5 comments on "Some sunny words
  1. David Marjanović says:

    In case you’re wondering, it has indeed been proposed that Proto-Turkic *l₂ was [ɬ]. Bizarrely, the only reference for this I know is this paper (pdf), which seems to present the idea as new (obvious, but new). Without taking a stance on the question of whether the chain [l] <> [ɬ] <> [ʃ] must necessarily have begun in the middle rather than at one end (lambdatism) or the other (sigmatism)*, I wonder what – apparently – took the Turkologists so long to propose the very possibility.

    * That, I suppose, can only be decided by comparing Turkic to its closest relatives, whichever those may be.

    • j. says:

      In my understanding the idea that any nontrivial correspondence *A ~ *B might go instead back to *C, a different segment yet — i.e. that there might have been, in a language family, a drift generally away from the state of the proto-language — has not been embraced very widely in historical linguistics. And sure, one has to be very careful in doing that! It’s a bit too easy to generate random spam hypotheses of this sort — *tɬ, *ʒ, *ç, *ɻ? … But on the other hand, yes, I fail to see how reconstructing *l ~ *ʃ as *ɬ would be typologically much worse at all than reconstructing it as something like *ʎ.

      On the other hand, I don’t think there’s too much explicit evidence for specifically a lateral fricative value. For one, I ought to have written *Ľ and not *ɬ´ for the Khanty segment here. It is not clear what its original value was, due to the later merger in Khanty of lateral approximants and lateral fricatives (note to self: I really should finish Part III of my “Laterals and Spirants” post series one of these days); but it usually corresponds to *ľ in Mansi, so that is perhaps a marginally a more probable choice than a lateral fricative.

      I also don’t think we necessarily need to know what Turkic is related to to make progress on questions like this, as loanwords from elsewhere are going to be helpful as well. According to a review of the matter by Anna Dybo I’ve seen (I’ll see if I can dig up a link to it later), there are e.g. cases where PT *l₂ corresponds to *ľ in pre-Samoyedic (later > *j, as also in inherited words like PU *lomə > pre-Smy *ľom > PSmy *jom ‘snow’). The lambdaist solution would be to claim loaning from Oghur Turkic specifically — but apparently there is at least one word of this sort that has not even been attested from Chuvash: *bal₂maq ‘shoe’ → pre-Smy *paľma > PSmy *pajmå ‘shoe’. Chronologically, positing already Proto-Oghur to have been at least slightly older than Proto-Samoyedic, and by implication Proto-Turkic older yet, also feels a bit problematic.

      • David Marjanović says:

        there are e.g. cases where PT *l₂ corresponds to *ľ in pre-Samoyedic

        Huh.
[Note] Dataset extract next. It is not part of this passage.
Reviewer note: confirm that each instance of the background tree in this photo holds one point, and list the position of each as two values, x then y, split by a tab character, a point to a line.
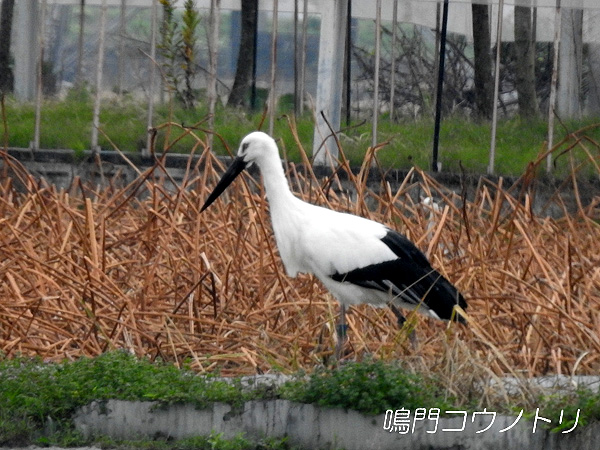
6	74
525	62
484	89
245	61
Maybe that’s part of why the apparently traditional Altaicist solution, from which Mudrak’s paper which I cited explicitly departs, was that *l₂ and *r₂ were [lʲ] and [rʲ].

        • j. says:

          Hmm. On one hand, it is a relatively recent observation that the default reflex of *l in Samoyedic is *j. A decent part of the early 20th century, prior to the development of decent comparative Samoyedic references, was spent thinking that it would be necessary to reconstruct PU *ľ for the inherited words in this group, despite some handwaving being required for why the affected words have an unpalatalized /l/ in other Uralic languages where it would be expected to remain palatal (e.g. Permic *lɨmɨ ‘snow’). On the other hand, I have no idea if any of these Turkic-Samoyedic loan etymologies were known that far back.

          On the third hand, PU *kalma > PSmy *kålmå ‘death’ seems to demonstrate that there was no palatalization of *l in the sequence *-alm- (a surprizingly specific environment: contrast *kalə- > *kåjə- > *kåə- ‘to die’, *śilmä > *sɪjmä > *səjmä ‘eye’), and so we regardless might have to assume a palatalized lateral in the Turkic original of ‘shoe’?

  2. crculver says:

    Berta rejects any connection of the Turkic word with Hungarian hajnal, though presumably he was arguing against considering it a Turkic loan into Hungarian.

    You might enjoy reading Helimski 1995 (“Samoyedic loans in Turkic: check-list of etymologies”) if you haven’t yet.